Lots of foundations are designed to give your skin extra glow these days, but they won’t be as high impact in terms of shine as highlighter. I’ve mentioned it before, but It Cosmetics Your Face But Better CC Cream comes in an illuminating formula and does a great job of giving your skin some extra glow. Other good options are Charlotte Tilbury’s Magic Foundation and L’Oreal True Match (a super budget option). At the end of the day, your face is meant to be multi-dimensional, so it makes sense for parts of it to be matte and parts of it to gleam.

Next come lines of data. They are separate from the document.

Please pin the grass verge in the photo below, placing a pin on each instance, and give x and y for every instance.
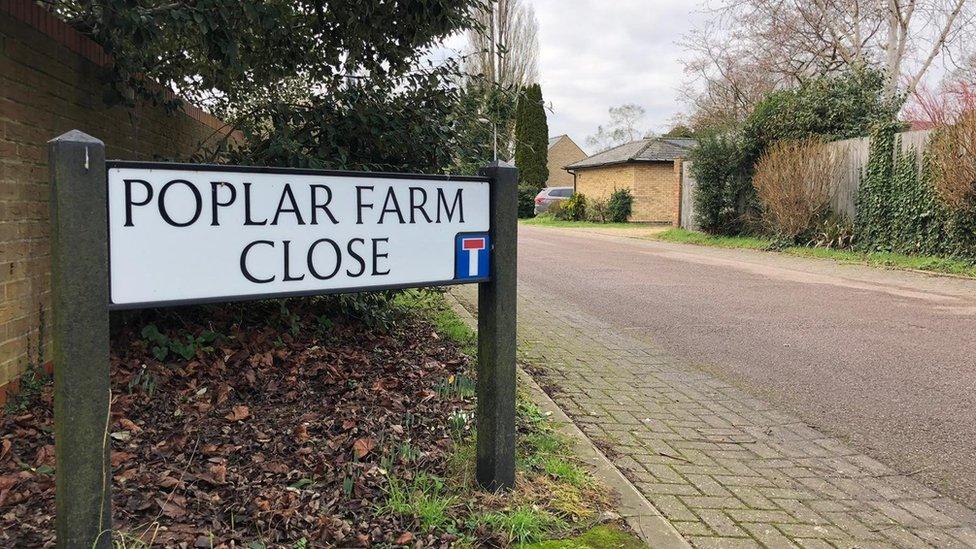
(556, 501)
(876, 259)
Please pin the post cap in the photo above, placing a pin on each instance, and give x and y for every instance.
(76, 136)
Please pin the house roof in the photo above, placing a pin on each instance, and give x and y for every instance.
(649, 149)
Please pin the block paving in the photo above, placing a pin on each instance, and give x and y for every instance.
(728, 470)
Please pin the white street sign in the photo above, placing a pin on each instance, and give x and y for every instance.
(194, 233)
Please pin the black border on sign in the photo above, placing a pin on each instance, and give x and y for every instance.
(112, 164)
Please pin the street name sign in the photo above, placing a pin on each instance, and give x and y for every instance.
(127, 235)
(195, 233)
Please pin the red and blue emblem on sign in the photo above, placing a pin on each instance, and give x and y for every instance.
(472, 256)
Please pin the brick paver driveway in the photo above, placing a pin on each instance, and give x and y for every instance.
(728, 468)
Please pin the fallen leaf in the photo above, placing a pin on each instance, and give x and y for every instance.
(118, 458)
(168, 481)
(172, 508)
(219, 473)
(7, 481)
(129, 425)
(301, 433)
(239, 413)
(363, 446)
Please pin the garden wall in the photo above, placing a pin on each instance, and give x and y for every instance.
(48, 85)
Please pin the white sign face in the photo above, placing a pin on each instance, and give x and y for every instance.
(185, 233)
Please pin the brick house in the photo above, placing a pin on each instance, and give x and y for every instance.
(650, 168)
(562, 152)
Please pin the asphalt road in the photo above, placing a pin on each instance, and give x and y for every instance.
(883, 359)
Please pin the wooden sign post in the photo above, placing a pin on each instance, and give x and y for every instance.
(495, 414)
(79, 297)
(131, 235)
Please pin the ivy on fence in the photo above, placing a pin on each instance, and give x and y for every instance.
(899, 209)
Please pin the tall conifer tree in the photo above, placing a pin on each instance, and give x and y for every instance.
(532, 138)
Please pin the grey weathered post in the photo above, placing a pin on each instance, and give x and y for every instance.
(496, 336)
(79, 295)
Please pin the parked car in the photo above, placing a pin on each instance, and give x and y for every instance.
(549, 196)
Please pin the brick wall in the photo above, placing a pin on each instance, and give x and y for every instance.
(652, 183)
(562, 154)
(49, 85)
(599, 183)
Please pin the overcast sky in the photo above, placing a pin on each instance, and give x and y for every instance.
(599, 53)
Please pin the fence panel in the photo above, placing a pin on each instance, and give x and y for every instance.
(851, 160)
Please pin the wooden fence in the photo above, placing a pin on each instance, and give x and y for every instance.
(850, 163)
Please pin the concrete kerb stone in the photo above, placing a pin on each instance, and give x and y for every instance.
(646, 521)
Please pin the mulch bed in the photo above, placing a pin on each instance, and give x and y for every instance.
(269, 434)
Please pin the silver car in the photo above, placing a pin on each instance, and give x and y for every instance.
(549, 196)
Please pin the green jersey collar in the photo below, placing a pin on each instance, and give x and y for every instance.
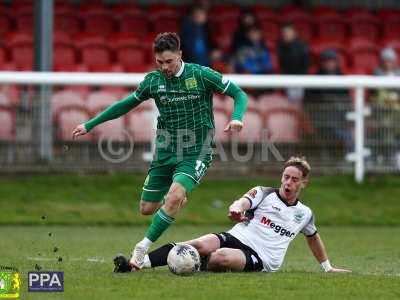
(181, 69)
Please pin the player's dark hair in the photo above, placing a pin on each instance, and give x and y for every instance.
(299, 163)
(167, 41)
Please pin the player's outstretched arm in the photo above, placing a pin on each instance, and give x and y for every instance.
(112, 112)
(238, 208)
(318, 249)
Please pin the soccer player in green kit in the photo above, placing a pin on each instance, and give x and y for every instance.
(185, 128)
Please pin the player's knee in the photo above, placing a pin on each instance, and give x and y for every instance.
(221, 258)
(147, 208)
(174, 199)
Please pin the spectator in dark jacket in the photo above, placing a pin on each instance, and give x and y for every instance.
(293, 53)
(195, 37)
(247, 21)
(253, 57)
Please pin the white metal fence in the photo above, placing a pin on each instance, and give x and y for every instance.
(374, 127)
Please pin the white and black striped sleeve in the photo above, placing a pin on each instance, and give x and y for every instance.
(255, 196)
(310, 229)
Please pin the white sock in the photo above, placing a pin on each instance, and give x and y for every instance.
(145, 243)
(147, 262)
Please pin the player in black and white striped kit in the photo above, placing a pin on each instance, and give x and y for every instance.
(268, 220)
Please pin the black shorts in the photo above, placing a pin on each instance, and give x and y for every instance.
(253, 261)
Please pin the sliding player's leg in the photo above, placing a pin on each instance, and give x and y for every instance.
(205, 245)
(186, 175)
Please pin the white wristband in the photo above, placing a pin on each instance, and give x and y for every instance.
(326, 265)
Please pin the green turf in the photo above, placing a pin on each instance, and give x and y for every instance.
(372, 253)
(113, 199)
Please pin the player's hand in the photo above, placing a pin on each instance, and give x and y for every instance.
(337, 270)
(79, 130)
(234, 125)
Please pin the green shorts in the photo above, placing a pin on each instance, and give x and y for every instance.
(167, 169)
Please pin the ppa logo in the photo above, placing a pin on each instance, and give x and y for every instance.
(45, 281)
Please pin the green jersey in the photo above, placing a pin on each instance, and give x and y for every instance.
(185, 105)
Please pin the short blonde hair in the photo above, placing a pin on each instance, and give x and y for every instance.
(299, 163)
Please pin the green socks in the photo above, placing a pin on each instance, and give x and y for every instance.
(159, 224)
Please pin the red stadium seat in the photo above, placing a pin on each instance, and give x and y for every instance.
(99, 100)
(131, 56)
(5, 23)
(324, 10)
(82, 90)
(11, 94)
(97, 58)
(355, 12)
(101, 22)
(7, 124)
(64, 55)
(393, 43)
(224, 11)
(283, 125)
(118, 91)
(21, 6)
(292, 9)
(304, 28)
(365, 26)
(389, 14)
(166, 24)
(141, 124)
(61, 100)
(224, 42)
(219, 103)
(331, 27)
(24, 22)
(391, 30)
(61, 37)
(68, 23)
(137, 25)
(85, 38)
(358, 44)
(271, 29)
(3, 56)
(22, 55)
(68, 119)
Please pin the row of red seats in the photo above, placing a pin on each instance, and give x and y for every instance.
(320, 22)
(270, 116)
(126, 53)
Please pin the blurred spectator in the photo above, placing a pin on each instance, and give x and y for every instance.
(253, 57)
(219, 62)
(388, 67)
(293, 53)
(247, 21)
(385, 104)
(293, 56)
(327, 108)
(196, 38)
(388, 63)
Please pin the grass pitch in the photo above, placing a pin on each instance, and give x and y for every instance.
(371, 252)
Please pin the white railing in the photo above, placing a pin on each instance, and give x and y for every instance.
(359, 83)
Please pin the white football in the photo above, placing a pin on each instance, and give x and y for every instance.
(183, 259)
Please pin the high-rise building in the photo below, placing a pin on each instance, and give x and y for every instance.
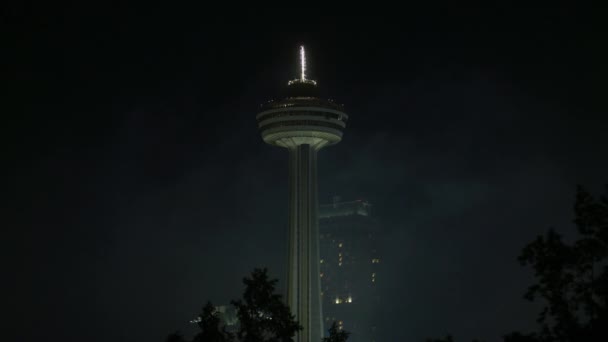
(303, 123)
(349, 267)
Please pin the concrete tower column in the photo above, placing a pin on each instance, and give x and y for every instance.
(304, 290)
(303, 123)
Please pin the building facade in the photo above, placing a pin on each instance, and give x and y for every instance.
(349, 267)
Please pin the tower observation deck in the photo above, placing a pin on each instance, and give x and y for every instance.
(303, 123)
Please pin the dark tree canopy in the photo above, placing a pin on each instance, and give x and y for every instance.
(262, 315)
(571, 278)
(211, 327)
(336, 334)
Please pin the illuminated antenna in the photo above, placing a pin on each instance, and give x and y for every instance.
(303, 62)
(302, 78)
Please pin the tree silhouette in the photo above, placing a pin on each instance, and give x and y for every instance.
(262, 315)
(211, 327)
(336, 334)
(572, 278)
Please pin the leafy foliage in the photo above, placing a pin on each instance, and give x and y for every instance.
(336, 334)
(262, 314)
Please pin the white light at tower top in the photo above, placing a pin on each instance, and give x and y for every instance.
(303, 62)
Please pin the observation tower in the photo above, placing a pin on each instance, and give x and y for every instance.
(303, 123)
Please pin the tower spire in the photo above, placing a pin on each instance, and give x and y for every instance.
(302, 79)
(303, 62)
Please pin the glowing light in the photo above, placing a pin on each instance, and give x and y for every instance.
(303, 63)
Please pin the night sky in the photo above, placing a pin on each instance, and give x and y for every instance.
(139, 187)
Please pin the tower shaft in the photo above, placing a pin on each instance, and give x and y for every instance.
(304, 283)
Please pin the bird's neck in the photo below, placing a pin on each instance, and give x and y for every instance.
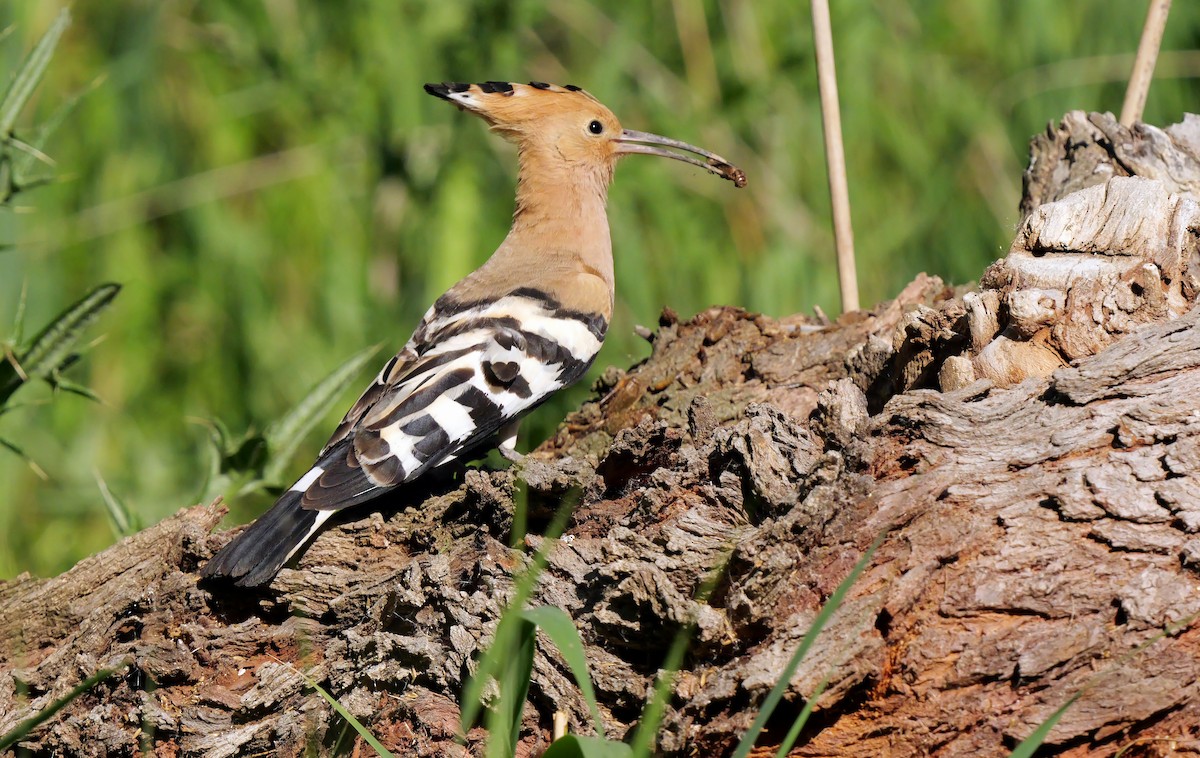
(561, 215)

If you want to amp things up, a slightly pearlescent blush may be just the trick. Benefit’s Coralista has a lovely, subtle shimmer, as does Catrice’s Strobing Blush. Having said that, I often use subtley shimmery pink and coral eyeshadows as blush. There’s no reason not to. They’re finely milled powders and often give you more of a choice of colours than actual blush does. My current favourite for this purpose is Clarins Ombré Iridescent Eyeshadow in Silver Pink. It’s a gorgeous rosy colour with a little extra glow.


Now, let’s tackled the non-traditional highlighters. I’m talking products with tints outside of the pinky/peachy/creamy colour palette. These guys should be approached with caution and used sparingly. They are great products to use around the eyes or instead of eye makeup, and a hint on the cheekbone can be cool and fun, but any highlighter with a green sheen (I’m looking at you mermaid collections) or even a purple one, is best kept in those areas of the face.

I realise I’m being a little bossier than usual in this week’s column, but my basic perspective remains consistent.

I want you to have fun with makeup and do whatever you want. My concern is that some people aren’t getting the results they actually want, because we’re all off our heads on highlighter. Look at yourself in the mirror and ask yourself what you want. If you want to look like the child of a shiny unicorn and a glittery fairy, then put that highlighter all over your face, but if you simply want to glow, then it’s worth keeping the above in mind.

New Product


Lancôme has launched a new range of products which aims to ‘lifeproof your makeup’, or in other words, help your makeup last. The range includes Teinte Idole Ultra Wear Foundation, which is light and buildable, unlike some long-lasting foundations which lean toward a heavier consistency. The foundation also comes in stick form, which if purchased in a couple of shades darker than your complexion, could also serve as an ideal contouring product. Other products include the Blur and Go Priming Stick which promises to minimise pores and blur imperfections, a setting spray, and a truly gorgeous loose setting powder. The products will be on shelves from August 29.